In an early scene with Danny and Wendy at their Denver, Colorado apartment, a toy laser pistol can be seen lying on the table. This prop is the last remnant of an early idea director Stanley Kubrick had for The Shining.
These pages from a recently uncovered draft of the screenplay from 1978 offer a glimpse into this abandoned idea.
The first page, dated 3/20/78, contains an unused beginning of the lunchtime scene — it was either never filmed, or trimmed during editing. Kubrick’s hand-written note reads “We see on the table alongside him his space laser gun which will always be with him”.
On the second page, dated 2/4/78, Kubrick describes the final showdown in the maze. The action had yet to be fully worked out, although he does have Jack getting trapped in the maze and freezing to death. Danny, however, does not walk backwards in his own footsteps to cunningly elude Jack. Instead, he uses an implement to systematically smash all the lights in the maze, plunging it into darkness as he follows his own tracks back out.
In a subsequent screenplay draft, Kubrick has Danny using the above mentioned toy laser gun, which is shown to have a flashlight built into it, to light his way out of the dark maze.

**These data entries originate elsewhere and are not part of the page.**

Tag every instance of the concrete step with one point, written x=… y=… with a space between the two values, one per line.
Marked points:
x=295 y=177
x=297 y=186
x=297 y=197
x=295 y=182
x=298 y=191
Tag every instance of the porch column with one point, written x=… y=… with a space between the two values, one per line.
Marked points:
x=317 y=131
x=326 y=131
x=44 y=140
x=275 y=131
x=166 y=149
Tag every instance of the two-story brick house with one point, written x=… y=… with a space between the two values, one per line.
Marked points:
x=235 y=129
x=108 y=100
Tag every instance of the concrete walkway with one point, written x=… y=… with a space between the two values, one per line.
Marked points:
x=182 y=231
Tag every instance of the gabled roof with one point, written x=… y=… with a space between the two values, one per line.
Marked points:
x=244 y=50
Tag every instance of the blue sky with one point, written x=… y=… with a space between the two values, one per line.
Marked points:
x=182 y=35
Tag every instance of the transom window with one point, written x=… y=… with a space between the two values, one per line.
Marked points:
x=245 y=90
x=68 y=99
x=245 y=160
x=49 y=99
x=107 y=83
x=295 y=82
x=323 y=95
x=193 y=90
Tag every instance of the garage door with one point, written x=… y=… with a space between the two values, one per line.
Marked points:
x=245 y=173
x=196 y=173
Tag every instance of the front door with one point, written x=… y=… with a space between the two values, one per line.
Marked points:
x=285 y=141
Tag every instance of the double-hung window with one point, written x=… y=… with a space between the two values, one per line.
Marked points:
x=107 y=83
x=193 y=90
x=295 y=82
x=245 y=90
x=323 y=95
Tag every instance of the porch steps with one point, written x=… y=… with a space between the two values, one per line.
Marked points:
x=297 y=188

The second script page also offers a glimpse into an earlier version of the ending, where Dick Hallorann is not killed by Jack, but instead shows up to save Danny and Wendy — an ending which is more closely aligned with Stephen King’s novel. Very early treatments had Wendy killing Jack with a knife, and when Hallorann shows up at the hotel, it’s revealed that he’s been called to the Overlook to do the hotel’s bidding; he’s intent on finishing the job of killing Wendy and Danny.

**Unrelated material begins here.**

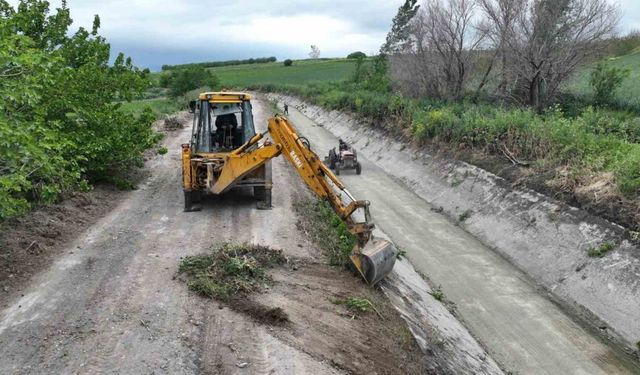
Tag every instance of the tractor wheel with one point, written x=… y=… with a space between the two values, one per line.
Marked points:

Interestingly, Danny is referred to as “Tony” in the screenplay for the last third of the story, after he becomes catatonic following his encounter with the woman in Room 237.
(Many thanks to David Winter for sharing this screenplay. His grandfather, Derek Winter, was a manager at Stansted Airport, which was used as the location for Dick Hallorann’s phone call to Larry Durkin. The screenplay was given to him by Kubrick so he could read the story and approve the use of the airport as a location.)